Quando se debruçam sobre os crimes, os canais não deixam de exibir aspectos anedóticos, como quando, no dia em que Portugal se estreou a jogar no Campeonato Europeu de Futebol, se falava de “famílias aos tiros” tendo como cenário um conjunto de adeptos com bonés, camisolas, cachecóis e bandeiras portuguesas. Assaz bizarro é o encontro de rodapés que, na TVI, conjuga um crime com o “prémio do dia”. À esquerda: “Juízes libertam jovem suspeito de matar empresário e deixam crime sem culpados”. À direita: 2.500 euros “[em cartão]”.
Em Tabloid television, John Langer enuncia um conjunto de características do sensacionalismo televisivo. As notícias televisivas, constata, são, principalmente, um produto mercantil gerido pelos responsáveis pelo marketing que, na competição pelas audiências, desdenham “as responsabilidades jornalísticas e a integridade”. Além disso, “no negócio do entretimento, as notícias televisivas, como qualquer outro produto da televisão, tratam de fazer aumentar a audiência por razões comerciais, não jornalísticas”. John Langer considera também que “as notícias televisivas recusam os valores do jornalismo profissional para se poderem apresentar como um espectáculo gratuito”, traficando “com trivialidades e assuntos de sentimentalismo suspeito”.

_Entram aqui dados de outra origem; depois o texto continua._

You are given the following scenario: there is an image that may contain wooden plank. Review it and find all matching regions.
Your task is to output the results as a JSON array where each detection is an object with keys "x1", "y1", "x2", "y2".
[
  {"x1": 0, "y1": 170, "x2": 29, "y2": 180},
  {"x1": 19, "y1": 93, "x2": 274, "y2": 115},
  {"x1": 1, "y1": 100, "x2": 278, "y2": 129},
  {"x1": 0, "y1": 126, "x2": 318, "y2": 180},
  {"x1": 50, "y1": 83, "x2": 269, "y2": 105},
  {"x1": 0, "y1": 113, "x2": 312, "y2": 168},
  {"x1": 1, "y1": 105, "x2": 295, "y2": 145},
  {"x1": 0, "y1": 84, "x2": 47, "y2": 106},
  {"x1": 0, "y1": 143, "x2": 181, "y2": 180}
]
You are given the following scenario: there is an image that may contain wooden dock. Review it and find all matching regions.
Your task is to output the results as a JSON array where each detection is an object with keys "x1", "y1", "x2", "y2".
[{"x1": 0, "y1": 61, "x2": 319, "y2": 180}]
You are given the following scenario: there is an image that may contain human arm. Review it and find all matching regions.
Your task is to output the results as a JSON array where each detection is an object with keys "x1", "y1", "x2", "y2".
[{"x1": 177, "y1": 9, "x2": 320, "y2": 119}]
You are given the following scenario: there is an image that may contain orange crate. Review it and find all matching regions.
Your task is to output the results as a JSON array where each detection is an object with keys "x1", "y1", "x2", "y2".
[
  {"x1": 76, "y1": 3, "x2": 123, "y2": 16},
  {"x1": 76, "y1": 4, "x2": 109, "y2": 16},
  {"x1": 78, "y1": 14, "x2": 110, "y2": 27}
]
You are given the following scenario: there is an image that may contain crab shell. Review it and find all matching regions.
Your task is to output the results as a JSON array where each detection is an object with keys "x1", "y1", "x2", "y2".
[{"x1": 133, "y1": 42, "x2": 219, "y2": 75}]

Como sustentam vários autores citados, o bom jornalismo – e a boa informação televisiva – é essencial ao bom funcionamento da democracia. Os cidadãos têm de estar bem informados para poderem tomar decisões razoáveis.
Walter Lippman, assinala o autor de Tabloid television, critica o facto de às pessoas “a quem se negou um acesso fiável aos factos” se oferecer “a incompetência e a desorientação, a corrupção e a deslealdade, o pânico e o desastre definitivo”.
A dose diária de crimes ministrada pela SIC e pela TVI nos períodos em que emulam o Correio da Manhã e a CMTV é superior à que alguém consegue digerir sem ser intoxicado pelo medo e pela desconfiança geral. Contra o oportunismo cínico televisivo, impõe-se mudar de canal.